Marginal cost is the cost of producing an additional unit of output. It is calculated as the change in total cost (TC) when producing an additional unit of output. Mathematically, MC = ΔTC / ΔQ, where ΔTC is the change in total cost and ΔQ is the change in quantity.
On the other hand, total fixed cost (TFC) is the cost that does not change with the level of output. It includes expenses like rent, utilities, and salaries, which remain constant regardless of the quantity produced.
Since TFC does not change with the level of output, it does not affect the change in total cost (ΔTC) when producing an additional unit. As a result, the ΔTC in the MC formula becomes independent of TFC.
Therefore, mathematically proving that MC does not depend on TFC can be done by observing that MC is calculated solely based on the change in total cost divided by the change in quantity, while TFC remains constant.
2. To find the marginal cost of the 9th unit of output and the total cost of the last unit, we can use the given information about average cost and apply some basic principles.
Average cost (AC) is calculated by dividing the total cost (TC) by the quantity of output (Q). Mathematically, AC = TC / Q.

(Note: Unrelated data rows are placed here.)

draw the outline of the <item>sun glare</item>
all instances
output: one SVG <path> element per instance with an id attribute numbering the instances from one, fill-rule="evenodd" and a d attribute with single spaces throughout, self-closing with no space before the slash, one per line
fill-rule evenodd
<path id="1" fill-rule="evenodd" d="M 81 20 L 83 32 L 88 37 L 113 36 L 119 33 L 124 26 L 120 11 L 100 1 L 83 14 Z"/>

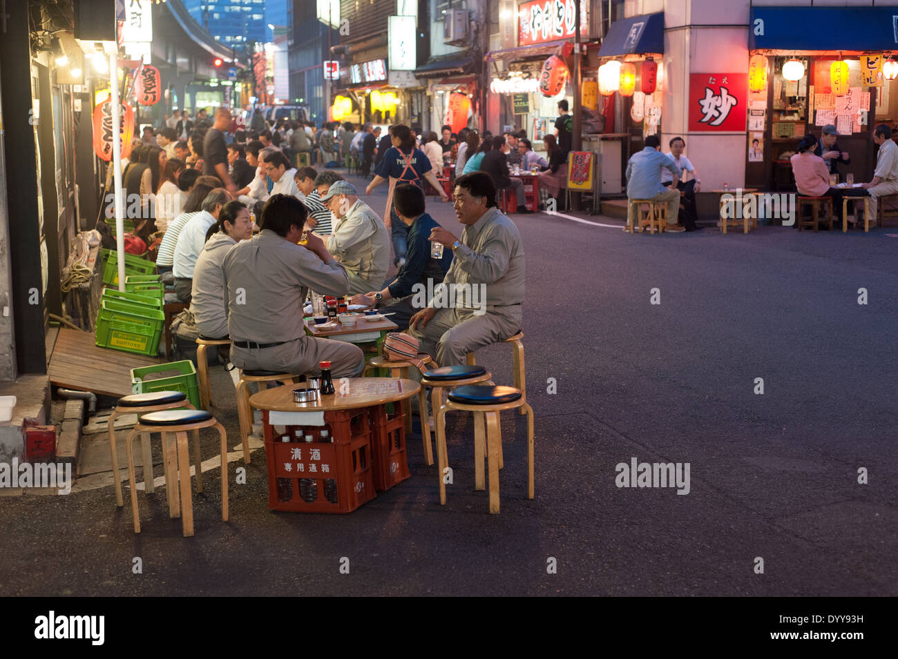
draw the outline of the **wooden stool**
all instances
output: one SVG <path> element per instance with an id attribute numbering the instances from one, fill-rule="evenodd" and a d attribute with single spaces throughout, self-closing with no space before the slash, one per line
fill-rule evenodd
<path id="1" fill-rule="evenodd" d="M 647 208 L 644 208 L 647 205 Z M 651 199 L 630 199 L 627 207 L 627 228 L 630 233 L 633 233 L 634 212 L 636 212 L 635 225 L 638 227 L 639 233 L 642 233 L 643 226 L 647 224 L 648 230 L 654 234 L 656 220 L 658 222 L 658 233 L 665 230 L 665 224 L 667 222 L 666 203 L 654 202 Z M 643 212 L 646 213 L 645 217 L 643 217 Z"/>
<path id="2" fill-rule="evenodd" d="M 527 414 L 527 499 L 534 496 L 533 410 L 524 402 L 520 389 L 511 386 L 469 385 L 449 394 L 436 412 L 436 459 L 439 463 L 440 505 L 445 506 L 446 486 L 443 473 L 449 466 L 446 455 L 445 417 L 451 410 L 474 412 L 474 488 L 484 490 L 483 457 L 486 449 L 489 470 L 489 512 L 499 512 L 499 469 L 502 468 L 502 435 L 499 412 L 524 408 Z"/>
<path id="3" fill-rule="evenodd" d="M 135 394 L 133 395 L 123 396 L 119 399 L 115 409 L 110 415 L 109 436 L 110 453 L 112 455 L 112 479 L 115 481 L 115 505 L 121 507 L 125 502 L 121 498 L 121 479 L 119 473 L 119 455 L 115 447 L 115 419 L 121 414 L 137 413 L 145 412 L 162 412 L 163 410 L 172 410 L 177 407 L 188 407 L 194 409 L 190 402 L 187 400 L 187 394 L 180 391 L 154 391 L 148 394 Z M 199 440 L 199 433 L 194 435 L 194 440 Z M 153 455 L 150 451 L 149 440 L 141 441 L 144 464 L 144 486 L 147 492 L 153 492 Z"/>
<path id="4" fill-rule="evenodd" d="M 193 459 L 196 463 L 197 492 L 203 491 L 203 466 L 199 458 L 199 429 L 215 428 L 221 436 L 222 451 L 222 521 L 227 521 L 227 437 L 224 429 L 215 417 L 204 410 L 170 410 L 153 412 L 140 417 L 137 425 L 128 436 L 128 475 L 131 482 L 131 510 L 134 513 L 134 533 L 140 533 L 140 515 L 137 512 L 137 483 L 134 478 L 134 455 L 131 442 L 143 433 L 158 432 L 163 436 L 163 455 L 165 462 L 165 493 L 169 502 L 169 516 L 180 517 L 184 537 L 193 535 L 193 501 L 190 497 L 190 459 L 187 447 L 187 432 L 193 430 Z M 172 446 L 167 446 L 175 435 Z M 177 456 L 177 457 L 176 457 Z M 177 461 L 177 462 L 176 462 Z M 179 499 L 178 485 L 180 496 Z M 181 504 L 181 500 L 183 504 Z"/>
<path id="5" fill-rule="evenodd" d="M 433 358 L 424 352 L 418 355 L 418 359 L 427 364 L 433 364 Z M 374 357 L 368 360 L 368 363 L 365 365 L 365 369 L 362 371 L 362 377 L 367 377 L 367 372 L 369 369 L 388 369 L 390 370 L 391 377 L 409 377 L 409 369 L 417 369 L 418 367 L 412 364 L 410 361 L 390 361 L 383 357 Z M 402 401 L 402 412 L 405 413 L 405 431 L 406 433 L 411 432 L 411 399 L 406 398 Z M 424 432 L 424 426 L 427 423 L 427 408 L 424 407 L 420 411 L 421 415 L 421 432 Z M 429 442 L 428 442 L 429 446 Z M 433 460 L 427 463 L 427 464 L 432 464 Z"/>
<path id="6" fill-rule="evenodd" d="M 434 428 L 436 428 L 436 412 L 443 406 L 443 390 L 462 385 L 476 385 L 491 382 L 492 376 L 482 366 L 444 366 L 428 370 L 421 377 L 421 389 L 418 392 L 418 405 L 421 411 L 421 438 L 424 441 L 424 459 L 427 464 L 434 464 L 434 454 L 430 447 L 430 421 L 427 417 L 427 395 L 430 389 L 430 406 L 434 411 Z M 442 472 L 441 478 L 442 478 Z"/>
<path id="7" fill-rule="evenodd" d="M 250 404 L 251 382 L 280 382 L 284 385 L 293 383 L 295 377 L 291 373 L 280 373 L 277 370 L 242 370 L 240 382 L 237 383 L 237 416 L 240 419 L 240 438 L 243 444 L 243 462 L 250 464 L 250 434 L 252 432 L 252 406 Z"/>
<path id="8" fill-rule="evenodd" d="M 518 332 L 514 336 L 509 336 L 503 343 L 511 343 L 512 346 L 512 377 L 514 378 L 515 388 L 521 390 L 521 400 L 527 402 L 527 383 L 524 373 L 524 333 Z M 474 366 L 477 363 L 473 352 L 468 353 L 468 366 Z M 519 414 L 524 413 L 524 407 L 517 409 Z"/>
<path id="9" fill-rule="evenodd" d="M 826 204 L 826 217 L 823 220 L 820 219 L 820 204 Z M 812 217 L 811 220 L 805 220 L 804 206 L 811 206 Z M 800 231 L 802 227 L 806 224 L 810 227 L 814 227 L 814 232 L 817 232 L 818 224 L 823 222 L 824 224 L 829 223 L 830 230 L 832 230 L 832 197 L 831 196 L 798 196 L 798 230 Z"/>
<path id="10" fill-rule="evenodd" d="M 848 230 L 848 203 L 864 202 L 864 233 L 870 230 L 870 197 L 868 196 L 845 196 L 842 197 L 842 233 Z M 858 206 L 854 207 L 854 224 L 858 226 Z M 874 219 L 876 222 L 876 219 Z"/>
<path id="11" fill-rule="evenodd" d="M 206 360 L 206 348 L 210 345 L 230 345 L 231 339 L 197 338 L 197 376 L 199 378 L 199 406 L 208 410 L 212 404 L 212 388 L 209 386 L 209 362 Z"/>

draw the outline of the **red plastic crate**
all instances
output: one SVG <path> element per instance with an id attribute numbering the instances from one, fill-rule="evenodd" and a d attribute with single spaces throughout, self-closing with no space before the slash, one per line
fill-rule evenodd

We are given that the average cost of producing 8 units of output is $80 and the average cost of producing 9 units of output is $90. From this information, we can calculate the total cost for each level of output.
For 8 units of output:
AC = $80
TC = AC * Q = $80 * 8 = $640
Now, to find the marginal cost (MC) of the 9th unit of output, we need to compare the total cost of producing 9 units to that of producing 8 units.
For 9 units of output:
AC = $90 (given)
TC = AC * Q = $90 * 9 = $810
To calculate the marginal cost of the 9th unit:
MC = TC(9) - TC(8) = $810 - $640 = $170
Therefore, the marginal cost of the 9th unit of output is $170.
To find the total cost of the last unit, we need to subtract the total cost of producing 8 units from the total cost of producing 9 units.
Total cost of the last unit = TC(9) - TC(8) = $810 - $640 = $170
Therefore, the total cost of the last unit is also $170.